Eliezer_Yudkowsky comments on Reply to Holden on 'Tool AI' - Less Wrong

94 Post author: Eliezer_Yudkowsky 12 June 2012 06:00PM

You are viewing a comment permalink. View the original post to see all comments and the full post content.

Comments (348)

You are viewing a single comment's thread. Show more comments above.

Comment author: Eliezer_Yudkowsky 14 June 2012 02:23:17AM 7 points [-]

Suppose your utility function U is in ring 0 and the parts of you that extrapolate consequences are in ring 3. If I can modify only ring 3, I can write my own utility function Q, write ring-3 code that first extrapolates consequences fairly, pick the one that maximizes Q, and then provides a "prediction" to ring 0 asserting that the Q-maximizing action has consequence X that U likes, while all other actions have some U-disliked or neutral consequence. Now the agent has been transformed from a U-maximizer to a Q-maximizer by altering only ring 3 code for "predicting consequences" and no code in ring 0 for "assessing utilities".

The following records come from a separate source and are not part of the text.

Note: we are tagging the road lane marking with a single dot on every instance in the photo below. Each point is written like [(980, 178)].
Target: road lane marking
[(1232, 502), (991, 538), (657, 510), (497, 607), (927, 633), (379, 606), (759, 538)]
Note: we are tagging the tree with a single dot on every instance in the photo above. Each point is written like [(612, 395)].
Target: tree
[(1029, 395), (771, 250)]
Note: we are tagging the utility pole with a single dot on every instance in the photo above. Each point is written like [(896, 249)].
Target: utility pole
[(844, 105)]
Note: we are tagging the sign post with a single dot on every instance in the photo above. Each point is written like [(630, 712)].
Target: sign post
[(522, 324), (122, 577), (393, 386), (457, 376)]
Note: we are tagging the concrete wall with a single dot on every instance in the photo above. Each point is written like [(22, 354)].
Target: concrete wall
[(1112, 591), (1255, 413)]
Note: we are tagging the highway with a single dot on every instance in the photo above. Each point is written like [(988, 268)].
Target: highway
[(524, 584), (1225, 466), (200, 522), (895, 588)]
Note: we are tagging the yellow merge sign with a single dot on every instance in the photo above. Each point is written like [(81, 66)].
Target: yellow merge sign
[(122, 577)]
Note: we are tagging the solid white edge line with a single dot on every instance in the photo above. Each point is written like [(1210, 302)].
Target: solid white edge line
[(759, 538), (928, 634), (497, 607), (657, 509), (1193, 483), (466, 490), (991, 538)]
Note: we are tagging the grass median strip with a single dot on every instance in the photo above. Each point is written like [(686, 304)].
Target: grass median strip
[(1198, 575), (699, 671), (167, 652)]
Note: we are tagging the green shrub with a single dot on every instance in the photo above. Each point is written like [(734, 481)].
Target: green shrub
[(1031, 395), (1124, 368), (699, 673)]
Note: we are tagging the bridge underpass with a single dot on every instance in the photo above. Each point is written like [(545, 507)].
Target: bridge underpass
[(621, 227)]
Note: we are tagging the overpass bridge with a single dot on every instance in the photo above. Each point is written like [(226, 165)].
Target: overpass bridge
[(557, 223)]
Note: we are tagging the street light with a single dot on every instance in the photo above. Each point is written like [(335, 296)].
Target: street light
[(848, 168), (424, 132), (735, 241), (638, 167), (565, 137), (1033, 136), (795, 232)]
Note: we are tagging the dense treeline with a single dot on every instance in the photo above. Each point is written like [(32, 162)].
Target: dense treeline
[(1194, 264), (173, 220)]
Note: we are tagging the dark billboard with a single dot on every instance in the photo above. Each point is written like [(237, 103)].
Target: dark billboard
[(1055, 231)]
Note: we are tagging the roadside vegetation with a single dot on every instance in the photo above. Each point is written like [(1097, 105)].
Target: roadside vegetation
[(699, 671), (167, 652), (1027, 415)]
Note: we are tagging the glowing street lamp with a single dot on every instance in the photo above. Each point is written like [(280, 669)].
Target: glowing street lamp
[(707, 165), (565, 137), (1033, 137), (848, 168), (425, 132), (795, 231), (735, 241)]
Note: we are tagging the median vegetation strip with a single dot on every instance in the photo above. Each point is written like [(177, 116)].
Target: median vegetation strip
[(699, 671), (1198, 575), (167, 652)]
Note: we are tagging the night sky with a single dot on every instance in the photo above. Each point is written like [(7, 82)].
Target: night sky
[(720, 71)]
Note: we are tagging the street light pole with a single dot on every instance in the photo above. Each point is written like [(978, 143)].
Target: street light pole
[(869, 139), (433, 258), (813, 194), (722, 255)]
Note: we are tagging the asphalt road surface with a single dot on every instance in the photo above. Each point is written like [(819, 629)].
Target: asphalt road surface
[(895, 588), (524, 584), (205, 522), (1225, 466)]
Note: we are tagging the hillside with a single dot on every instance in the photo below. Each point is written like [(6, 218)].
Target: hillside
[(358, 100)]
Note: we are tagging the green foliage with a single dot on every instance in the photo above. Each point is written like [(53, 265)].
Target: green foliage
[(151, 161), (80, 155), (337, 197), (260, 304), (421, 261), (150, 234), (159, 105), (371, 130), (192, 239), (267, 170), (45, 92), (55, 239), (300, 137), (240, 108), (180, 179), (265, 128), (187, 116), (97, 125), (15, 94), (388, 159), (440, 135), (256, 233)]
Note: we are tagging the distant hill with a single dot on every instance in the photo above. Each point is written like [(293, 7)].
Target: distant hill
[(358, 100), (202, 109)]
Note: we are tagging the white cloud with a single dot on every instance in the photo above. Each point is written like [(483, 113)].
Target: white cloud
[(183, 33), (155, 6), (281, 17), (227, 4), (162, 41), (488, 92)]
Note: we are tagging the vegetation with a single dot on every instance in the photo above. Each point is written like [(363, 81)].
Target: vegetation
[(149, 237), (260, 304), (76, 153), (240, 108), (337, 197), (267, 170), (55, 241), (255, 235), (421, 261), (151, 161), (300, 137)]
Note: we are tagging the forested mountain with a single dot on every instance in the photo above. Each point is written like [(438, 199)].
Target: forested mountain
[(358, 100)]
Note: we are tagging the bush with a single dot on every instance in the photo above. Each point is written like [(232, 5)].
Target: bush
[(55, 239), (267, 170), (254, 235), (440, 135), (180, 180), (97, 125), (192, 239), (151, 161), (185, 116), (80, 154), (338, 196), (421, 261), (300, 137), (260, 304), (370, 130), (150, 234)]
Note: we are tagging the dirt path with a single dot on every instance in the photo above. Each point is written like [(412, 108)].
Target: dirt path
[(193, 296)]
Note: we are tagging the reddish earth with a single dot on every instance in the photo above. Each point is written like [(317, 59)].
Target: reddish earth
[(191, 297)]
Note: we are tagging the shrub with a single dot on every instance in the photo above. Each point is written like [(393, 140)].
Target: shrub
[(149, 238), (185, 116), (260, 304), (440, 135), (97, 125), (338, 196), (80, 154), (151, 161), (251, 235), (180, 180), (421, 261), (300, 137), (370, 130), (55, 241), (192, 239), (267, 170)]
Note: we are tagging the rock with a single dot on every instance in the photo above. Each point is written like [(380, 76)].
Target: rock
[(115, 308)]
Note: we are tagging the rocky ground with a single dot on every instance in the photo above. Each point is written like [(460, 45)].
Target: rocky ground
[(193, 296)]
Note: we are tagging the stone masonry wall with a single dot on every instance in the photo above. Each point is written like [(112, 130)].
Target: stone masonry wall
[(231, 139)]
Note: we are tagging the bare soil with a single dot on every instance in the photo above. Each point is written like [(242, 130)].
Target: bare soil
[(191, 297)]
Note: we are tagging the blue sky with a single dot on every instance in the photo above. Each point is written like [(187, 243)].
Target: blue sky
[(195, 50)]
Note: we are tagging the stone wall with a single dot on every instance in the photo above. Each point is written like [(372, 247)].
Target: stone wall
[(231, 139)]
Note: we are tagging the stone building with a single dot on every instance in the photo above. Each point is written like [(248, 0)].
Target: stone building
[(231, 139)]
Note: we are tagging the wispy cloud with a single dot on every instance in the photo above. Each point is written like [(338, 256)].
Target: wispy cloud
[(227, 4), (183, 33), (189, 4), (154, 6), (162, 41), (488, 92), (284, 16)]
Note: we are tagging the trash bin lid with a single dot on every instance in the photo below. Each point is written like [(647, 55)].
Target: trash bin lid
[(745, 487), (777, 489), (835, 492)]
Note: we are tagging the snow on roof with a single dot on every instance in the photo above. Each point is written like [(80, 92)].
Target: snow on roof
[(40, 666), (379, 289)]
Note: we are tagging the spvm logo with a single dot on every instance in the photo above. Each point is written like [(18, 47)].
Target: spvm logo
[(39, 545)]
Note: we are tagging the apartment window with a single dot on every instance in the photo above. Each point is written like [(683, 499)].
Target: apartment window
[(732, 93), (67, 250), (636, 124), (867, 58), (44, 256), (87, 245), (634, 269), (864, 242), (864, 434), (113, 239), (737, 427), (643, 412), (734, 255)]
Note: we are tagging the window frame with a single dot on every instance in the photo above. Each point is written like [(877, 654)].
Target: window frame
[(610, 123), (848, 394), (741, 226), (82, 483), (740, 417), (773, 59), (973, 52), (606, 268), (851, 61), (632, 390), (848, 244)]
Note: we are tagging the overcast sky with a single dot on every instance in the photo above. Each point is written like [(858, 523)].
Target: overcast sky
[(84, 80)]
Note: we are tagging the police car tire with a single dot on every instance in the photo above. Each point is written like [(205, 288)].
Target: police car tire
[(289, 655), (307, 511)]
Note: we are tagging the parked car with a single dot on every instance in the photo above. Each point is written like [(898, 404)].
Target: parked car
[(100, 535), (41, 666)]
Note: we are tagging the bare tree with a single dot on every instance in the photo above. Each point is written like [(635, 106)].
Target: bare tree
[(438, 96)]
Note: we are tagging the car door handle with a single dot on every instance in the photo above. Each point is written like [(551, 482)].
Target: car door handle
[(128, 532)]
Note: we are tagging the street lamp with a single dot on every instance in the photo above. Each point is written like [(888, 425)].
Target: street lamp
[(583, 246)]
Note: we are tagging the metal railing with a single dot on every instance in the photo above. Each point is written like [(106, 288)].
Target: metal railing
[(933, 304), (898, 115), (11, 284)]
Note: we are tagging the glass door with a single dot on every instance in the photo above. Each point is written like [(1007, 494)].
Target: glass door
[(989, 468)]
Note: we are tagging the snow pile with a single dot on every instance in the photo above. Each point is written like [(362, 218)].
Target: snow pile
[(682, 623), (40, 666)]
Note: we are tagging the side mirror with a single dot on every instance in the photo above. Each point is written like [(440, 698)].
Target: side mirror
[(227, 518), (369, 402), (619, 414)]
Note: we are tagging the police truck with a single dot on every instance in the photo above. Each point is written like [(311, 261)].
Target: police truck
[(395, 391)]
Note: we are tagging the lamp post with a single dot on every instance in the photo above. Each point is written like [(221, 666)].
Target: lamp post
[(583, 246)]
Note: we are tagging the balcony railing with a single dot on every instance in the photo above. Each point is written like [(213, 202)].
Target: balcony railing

One would also like to know what happens if the current AI, instead of "self"-modifying, writes a nearly-identical AI running on new hardware obtained from the environment.

Comment author: Vaniver 15 June 2012 12:58:35AM *  0 points [-]

Suppose your utility function U is in ring 0 and the parts of you that extrapolate consequences are in ring 3.

Sure; that looks like the hallucination example I put forward, except in the prediction instead of the sensing area. My example was meant to highlight that it's hard to get a limitation with high specificity, and not touch the issue of how hard it is to get a limitation with high sensitivity. (I find that pushing people in two directions is more effective at communicating difficulty than pushing them in one direction.)

The only defense I've thought of against those sorts of hallucinations is a "is this real?" check that feeds into the utility function- if the prediction or sensation module fails some test cases, then utility gets cratered. It seems too weak to be useful: it only limits the prediction / sensation module when it comes to those test cases, and a particularly pernicious modification would know what the test cases are, leave them untouched, and make everything else report Q-optimal predictions. (This looks like it turns into a race / tradeoff game between testing to keep the prediction / sensation software honest and the costs of increased testing, both in reduced flexibility and spent time / resources. And the test cases might be vulnerable, and so on.)